I wondered about this question when I've considered similar integrals with different integrand as an analogous of a formula for harmonic number.
As example that I know that can be calculated using Wolfram Alpha (it calculate the closed-form for the definite integral, and also the indefinite integral), I would like to know how get the result.
Question. Can you calculate, justifying details or hints, in closed-form $$\int_0^{\frac{\pi}{2}}\frac{1-\sqrt[18]{\cos u}}{1-\cos u}du\,?$$ Thanks in advance.
I've choosen the root $18$ since I don't know if a more simple example was in the literature.

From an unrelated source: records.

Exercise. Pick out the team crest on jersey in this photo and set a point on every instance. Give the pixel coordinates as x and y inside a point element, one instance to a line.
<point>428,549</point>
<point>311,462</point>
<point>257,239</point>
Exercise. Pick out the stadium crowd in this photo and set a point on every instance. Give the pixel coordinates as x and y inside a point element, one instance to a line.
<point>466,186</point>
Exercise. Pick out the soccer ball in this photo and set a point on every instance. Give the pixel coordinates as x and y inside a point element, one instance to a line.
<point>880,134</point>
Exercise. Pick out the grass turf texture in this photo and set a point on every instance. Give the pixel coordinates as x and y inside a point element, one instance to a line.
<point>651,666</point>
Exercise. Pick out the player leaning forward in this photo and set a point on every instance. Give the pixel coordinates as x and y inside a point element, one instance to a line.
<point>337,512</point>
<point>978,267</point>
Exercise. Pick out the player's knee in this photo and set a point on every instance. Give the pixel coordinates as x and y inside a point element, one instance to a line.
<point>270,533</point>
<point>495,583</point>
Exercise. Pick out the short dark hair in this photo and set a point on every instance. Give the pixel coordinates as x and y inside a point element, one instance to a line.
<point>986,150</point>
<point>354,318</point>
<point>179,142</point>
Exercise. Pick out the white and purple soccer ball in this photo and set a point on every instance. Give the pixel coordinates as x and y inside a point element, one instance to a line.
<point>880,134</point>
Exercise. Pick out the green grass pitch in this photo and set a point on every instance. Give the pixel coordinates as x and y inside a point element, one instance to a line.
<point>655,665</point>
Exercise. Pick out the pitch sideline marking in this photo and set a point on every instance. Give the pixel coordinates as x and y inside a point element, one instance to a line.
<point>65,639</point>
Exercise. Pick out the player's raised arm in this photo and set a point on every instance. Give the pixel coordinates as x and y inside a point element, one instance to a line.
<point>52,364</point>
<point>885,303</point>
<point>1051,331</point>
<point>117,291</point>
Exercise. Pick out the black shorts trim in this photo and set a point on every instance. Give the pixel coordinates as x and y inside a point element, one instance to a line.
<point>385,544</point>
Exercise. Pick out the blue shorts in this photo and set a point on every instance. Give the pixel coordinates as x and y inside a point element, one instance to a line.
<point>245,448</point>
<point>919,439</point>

This answer is similar to Jack D'Aurizio's answer, but I thought a bit more care might be needed near $u=1$. $$ \begin{align} \int_0^{\frac\pi2}\frac{1-\sqrt[n]{\cos(u)}}{1-\cos(u)}\,\mathrm{d}u &=\int_0^1\frac{1-\sqrt[n]{u}}{1-u}\frac{\mathrm{d}u}{\sqrt{1-u^2}}\tag1\\ &=\int_0^1\frac{\left(1-\sqrt[n]{u}\right)(1+u)}{\sqrt{1-u^2}^3}\,\mathrm{d}u\tag2\\ &=\frac12\int_0^1\frac{\left(1-\sqrt[2n]{u}\right)\left(1+\frac1{\sqrt{u}}\right)}{\sqrt{1-u}^3}\,\mathrm{d}u\tag3\\ &=\frac12\int_0^1\left(1-u^{\frac1{2n}}\right)(1-u)^{-\frac32}\,\mathrm{d}u\\ &+\frac12\int_0^1\left(u^{-\frac12}-u^{-\frac{n-1}{2n}}\right)(1-u)^{-\frac32}\,\mathrm{d}u\tag4\\ &=\frac12\frac{\Gamma(1)\Gamma\left(-\frac12\right)}{\Gamma\left(\frac12\right)}-\frac12\frac{\Gamma\left(1+\frac1{2n}\right)\Gamma\left(-\frac12\right)}{\Gamma\left(\frac12+\frac1{2n}\right)}\\ &+\frac12\frac{\Gamma\left(\frac12\right)\Gamma\left(-\frac12\right)}{\Gamma(0)}-\frac12\frac{\Gamma\left(\frac12+\frac1{2n}\right)\Gamma\left(-\frac12\right)}{\Gamma\left(\frac1{2n}\right)}\tag5\\ &=-1+\sqrt\pi\left(\frac{\Gamma\left(\frac{2n+1}{2n}\right)}{\Gamma\left(\frac{n+1}{2n}\right)}+\frac{\Gamma\left(\frac{n+1}{2n}\right)}{\Gamma\left(\frac1{2n}\right)}\right)\tag6\\ &=-1+\sqrt\pi\left(\frac{\Gamma\left(\frac{1}{2n}\right)}{2n\,\Gamma\left(\frac{n+1}{2n}\right)}+\frac{\Gamma\left(\frac{n+1}{2n}\right)}{\Gamma\left(\frac1{2n}\right)}\right)\tag7 \end{align} $$ Explanation:
$(1)$: substitute $u\mapsto\cos^{-1}(u)$
$(2)$: multiply numerator and denominator by $1+u$
$(3)$: substitute $u\mapsto\sqrt{u}$
$(4)$: distribute $1$ and $\frac1{\sqrt{u}}$ over two integrals
$(5)$: apply $(8)$
$(6)$: collect and simplify using $\Gamma\!\left(\frac12\right)=\sqrt\pi$ and $\Gamma\!\left(-\frac12\right)=-2\sqrt\pi$
$(7)$: $\Gamma(1+x)=x\,\Gamma(x)$
Justification for the non-standard Beta function limits
Let $a,b\gt0$ and $c\gt-1$. Then we can write $1=t+(1-t)$ and integrate by parts to get $$ \begin{align} &\int_0^1\left(t^{a-1}-t^{b-1}\right)(1-t)^{c-1}\,\mathrm{d}t\\ &=\int_0^1\left(t^a-t^b\right)(1-t)^{c-1}\,\mathrm{d}t +\int_0^1\left(t^{a-1}-t^{b-1}\right)(1-t)^c\,\mathrm{d}t\\ &=\frac1c\int_0^1\left((a+c)t^{a-1}-(b+c)t^{b-1}\right)(1-t)^c\,\mathrm{d}t\\[3pt] &=\frac{\Gamma(a)\,\Gamma(c)}{\Gamma(a+c)}-\frac{\Gamma(b)\,\Gamma(c)}{\Gamma(b+c)}\tag8 \end{align} $$ which can also be gotten by analytic continuation from the formula for $c\gt0$.